Simplicity provider Sam Stubbs said banking was a high-margin industry and should appeal to a range of investors.
He said unless a foreign bank entered the market, Kiwibank was the only possible "scale disruptor" over the next five or 10 years.
"A lot of people think banking's got to do with tech - it doesn't, it's to do with balance sheets. If you want to compete, [you] have to have financial muscle - that means a lot of shareholder capital.
"In theory, people like ourselves should be very interested once they look at bank margins, return on equity and so on. That's $200 billion of KiwiSaver funds and other funds that KiwiSaver managers manage. Then there's iwi, they should be pretty interested in it because it's long-term, domestic, it's infrastructural.
"Then private investors as well… you're probably looking at the amount of money that Kiwibank would be worth if a minority stake was sold being significantly less than 1 percent of the addressable New Zealand capital to invest in it."
But he said the bank was arguably not quite ready to be listed.
"It has to go through a core banking system upgrade and get ready to handle a whole lot more external capital and to be run more commercially. It's had a government-mandated board and has done some clever things… but it has been slow on the uptake in terms of new tech and failed in the past in upgrading its core banking system. Arguably it needs to get itself ready to be an aggressive competitor and needs to go through some final internal preparation for this.
"There may be an argument for a staged introduction where a minority stake is sold on the private market to interested parties as a precursor to listing.

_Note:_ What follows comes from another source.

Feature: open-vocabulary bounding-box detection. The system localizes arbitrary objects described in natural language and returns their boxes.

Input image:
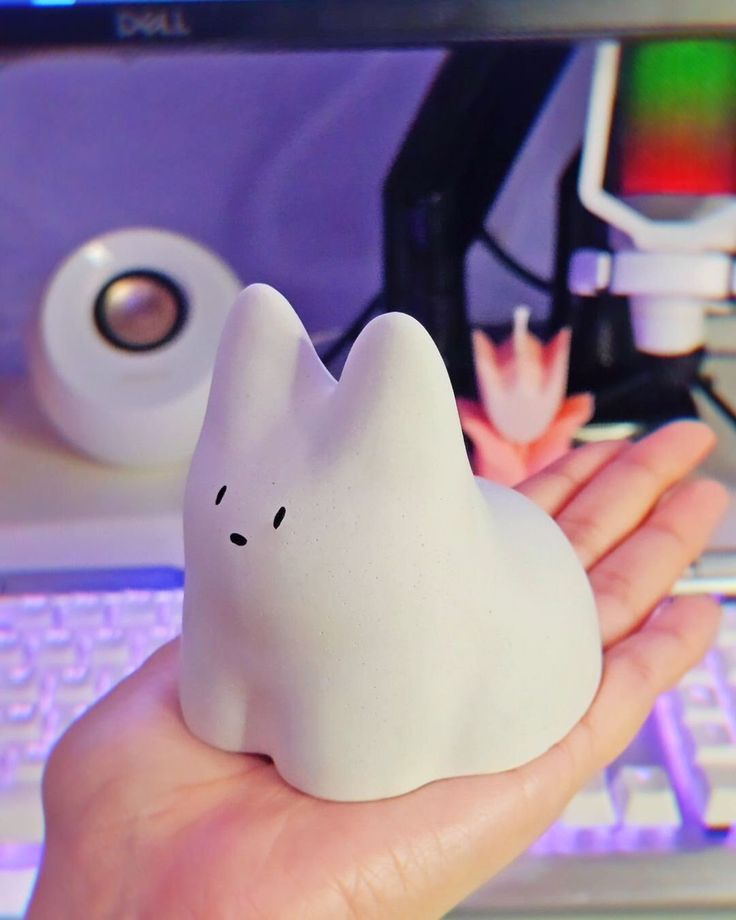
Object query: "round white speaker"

[29,228,242,466]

That would bring a commercial board and bring in shareholder discipline."
He said it should be a matter of doing it right, not quickly. "If we have to wait a year or two to get ready to compete, I'd much rather do that than jump into a listing and have it fail."

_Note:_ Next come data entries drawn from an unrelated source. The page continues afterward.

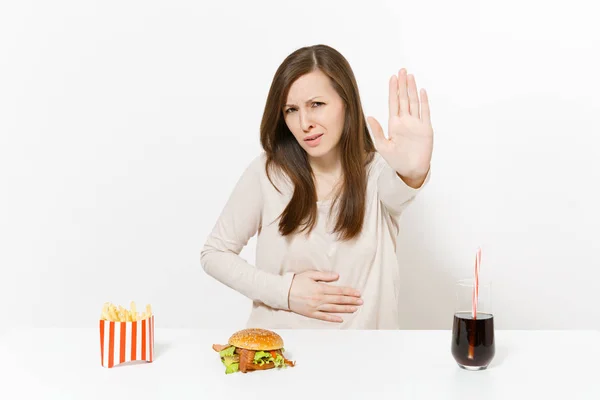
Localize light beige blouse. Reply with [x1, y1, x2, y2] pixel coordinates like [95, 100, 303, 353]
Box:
[201, 153, 431, 329]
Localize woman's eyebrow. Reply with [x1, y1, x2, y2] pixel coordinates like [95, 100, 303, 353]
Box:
[285, 96, 323, 107]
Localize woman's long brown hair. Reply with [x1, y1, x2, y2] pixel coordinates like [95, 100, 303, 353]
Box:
[260, 45, 375, 240]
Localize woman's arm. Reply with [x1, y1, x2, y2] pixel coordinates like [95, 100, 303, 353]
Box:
[200, 158, 294, 310]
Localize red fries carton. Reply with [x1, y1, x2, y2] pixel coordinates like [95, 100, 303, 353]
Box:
[100, 303, 154, 368]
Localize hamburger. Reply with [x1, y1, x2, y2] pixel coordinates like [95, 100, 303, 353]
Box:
[213, 328, 296, 374]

He said KiwiSaver funds had a lack of things to invest in, and 65 percent of money was going offshore.
"It could be a big listing. If it got to the point where it was an index stock, every KiwiSaver fund would own it by default."

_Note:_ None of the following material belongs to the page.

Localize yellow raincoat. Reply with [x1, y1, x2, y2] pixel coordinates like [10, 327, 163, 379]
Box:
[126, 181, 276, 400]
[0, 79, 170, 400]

Dean Anderson, founder of KiwiSaver provider Kernel, said the market capitalisation of the NZX had gone nowhere for five years.
"Overall, the New Zealand market and Kiwi investors have historically favoured high dividend-paying, blue-chip companies, driven by our imputation credit regime. A company like Kiwibank would likely have broad appeal from the market, including KiwiSaver investors.
"The recent Infratil placement and retail offer, which was significantly oversubscribed, shows despite the lack-lustre activity in our market, there is still appetite and capital for large and attractive investments. The attractiveness of any IPO is in the detail. But as we saw with the energy company listings, such a large IPO can create significant interest in our local capital market, engage large number of investors, and prove beneficial to the entities, investors and the market over time."
Banking expert Claire Matthews said she was on the fence about whether a sale was appropriate.
"If [the government] sold part and retained a majority share so it had control, that would be a preferable way to go… the reality is they are going to struggle to find an investor. One option is to go to the public and give New Zealanders the opportunity to own a share of the people's bank."
But she said that could also limit the banks' ability to get new capital.
"If they've got a new partner that could potentially invest additional capital if the bank needs it, the public aren't going to be able to do that. Public investment is only via any sale."
She said for Kiwibank to make a real difference it would have to grow to a "huge" extent and have more capital.
"At the same time you can't grow from where it is to where it needs to be to make a difference overnight - to persuade people to suddenly transfer banking and borrowing to Kiwibank you would have to offer significantly better rates but the resource, the cash they're using to make those loans they're fundamentally paying the same rate on as the other banks. It's hard to see how they can make a real difference."